Ao longo dos seus 25 anos, uma das principais linhas orientadoras e criativas que o Tribuna optou por seguir foi a ligação com a Invicta – ou não tivesse sido esse o tema a inaugurar o Espaço Cultural do Tribuna, em 1997!. Já em dezembro de 2000, explorava-se na Edição Final o marco na história da nossa cidade que se planeava para o ano seguinte (2001): Porto, capital europeia da cultura. O tema estendeu-se para as edições de maio (“Porto 2001: Três Meses de Cultura”) e de dezembro de 2001 (“Porto 2001 – Música no Porto em 2001”).
Para além disso, complementando o “Roteiro Cultural do Porto” elaborado na primeiríssima edição deste Jornal (tema que voltaria a ser nosso conhecido, na Edição Final de 2022), em dezembro de 2010 escrevia-se no tribuna sobre os “Heróis no Silêncio”, isto é, sobre figuras que fazem parte do imaginário da cidade mas cuja história era então (e continuará hoje a ser) desconhecida pela maioria. São eles Passos Manuel, o “Homem do Leme” e Diogo Cão, entre outros.
Paralelamente, a ligação à Academia, nas suas variadas frentes, foi também um tema privilegiado. Na primeira edição, divulga-se no Tribuna a abertura da livraria da AEFDUP. Em 2002, a Semana de Direito da FDUP e, dez anos volvidos, a Academia Política Apartidária (“Um projeto que nasce”) e ainda os 25 anos do programa Erasmus.
Não deixa de ser interessante a reflexão que decorre desta “visão panorâmica” do Tribuna, ao longo dos últimos 25 anos. No que à redação do Departamento Cultural diz respeito, conseguimos ver que obras marcaram várias gerações (a nossa incluída) e quais caíram no esquecimento. Em 1999, recomendava-se Todo sobre mi madre de Pedro Almodóvar, de que hoje tanto se fala. Em 2009, entrevistava-se Valter Hugo Mãe e, em 2013, recomendava-se a leitura de Clarice Lispector. Como é interessante assistir à consagração da intemporalidade!
Para além disso, o Tribuna, como projeto de alunos para alunos, também é orientado pelos interesses dos redatores em cada ano. Assim, assistimos no Tribuna a um período de tempo em que se escreve mais sobre Humor, a um período em que se escreve mais sobre Banda Desenhada ou até a um período em que se escreve sobre Xadrez. Os alunos-redatores deste Jornal deixam nele vestígios dos seus interesses e da sua juventude para a posteridade.

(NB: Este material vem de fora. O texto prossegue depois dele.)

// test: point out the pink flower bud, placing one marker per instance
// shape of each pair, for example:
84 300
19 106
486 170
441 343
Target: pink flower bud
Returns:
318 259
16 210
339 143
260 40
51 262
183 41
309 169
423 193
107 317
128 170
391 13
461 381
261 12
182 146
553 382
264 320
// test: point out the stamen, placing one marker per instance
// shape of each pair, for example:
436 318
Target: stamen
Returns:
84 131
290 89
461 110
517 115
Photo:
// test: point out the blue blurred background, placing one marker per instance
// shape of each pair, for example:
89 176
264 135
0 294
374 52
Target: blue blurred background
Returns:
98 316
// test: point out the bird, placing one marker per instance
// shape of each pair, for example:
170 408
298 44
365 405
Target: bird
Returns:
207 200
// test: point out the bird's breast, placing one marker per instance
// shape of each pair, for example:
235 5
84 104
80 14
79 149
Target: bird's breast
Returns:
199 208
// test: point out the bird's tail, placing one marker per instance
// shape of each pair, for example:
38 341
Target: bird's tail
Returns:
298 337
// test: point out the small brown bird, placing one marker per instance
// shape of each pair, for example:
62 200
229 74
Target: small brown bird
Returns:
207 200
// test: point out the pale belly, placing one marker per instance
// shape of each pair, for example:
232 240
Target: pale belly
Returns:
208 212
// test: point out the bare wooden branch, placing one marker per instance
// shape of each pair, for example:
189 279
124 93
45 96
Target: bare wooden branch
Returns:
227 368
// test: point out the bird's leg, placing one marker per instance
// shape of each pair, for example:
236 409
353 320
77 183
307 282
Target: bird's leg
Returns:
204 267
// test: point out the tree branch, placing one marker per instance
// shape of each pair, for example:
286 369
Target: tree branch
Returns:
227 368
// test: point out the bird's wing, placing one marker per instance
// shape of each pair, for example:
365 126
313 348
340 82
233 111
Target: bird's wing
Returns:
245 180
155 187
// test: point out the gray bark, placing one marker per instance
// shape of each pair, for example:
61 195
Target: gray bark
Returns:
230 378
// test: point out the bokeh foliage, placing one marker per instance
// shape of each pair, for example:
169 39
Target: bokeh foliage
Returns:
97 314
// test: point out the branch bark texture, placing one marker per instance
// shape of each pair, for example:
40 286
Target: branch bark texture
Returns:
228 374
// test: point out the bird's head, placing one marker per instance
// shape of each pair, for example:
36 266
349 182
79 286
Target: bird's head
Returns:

Quem vai ler os nossos artigos daqui a 25 anos? O que irão achar? Será que, em 2048, os nomes Richard Zimler, Miley Cyrus ou Elena Ferrante ainda dizem alguma coisa a quem nos lê?
Vinte e cinco anos volvidos, já muito se fez, escreveu, experienciou e imaginou nestas páginas físicas e virtuais que juntas formam o Tribuna – também essa evolução é sinal do tempo e da História que já carregamos. Esta foi a nossa singela homenagem a todos os que dela fizeram (e fazem) parte, em especial, aos tribunos-culturais que vieram antes de nós…
Parabéns, Tribuna! E venham mais vinte e cinco: que sejas também tu intemporal.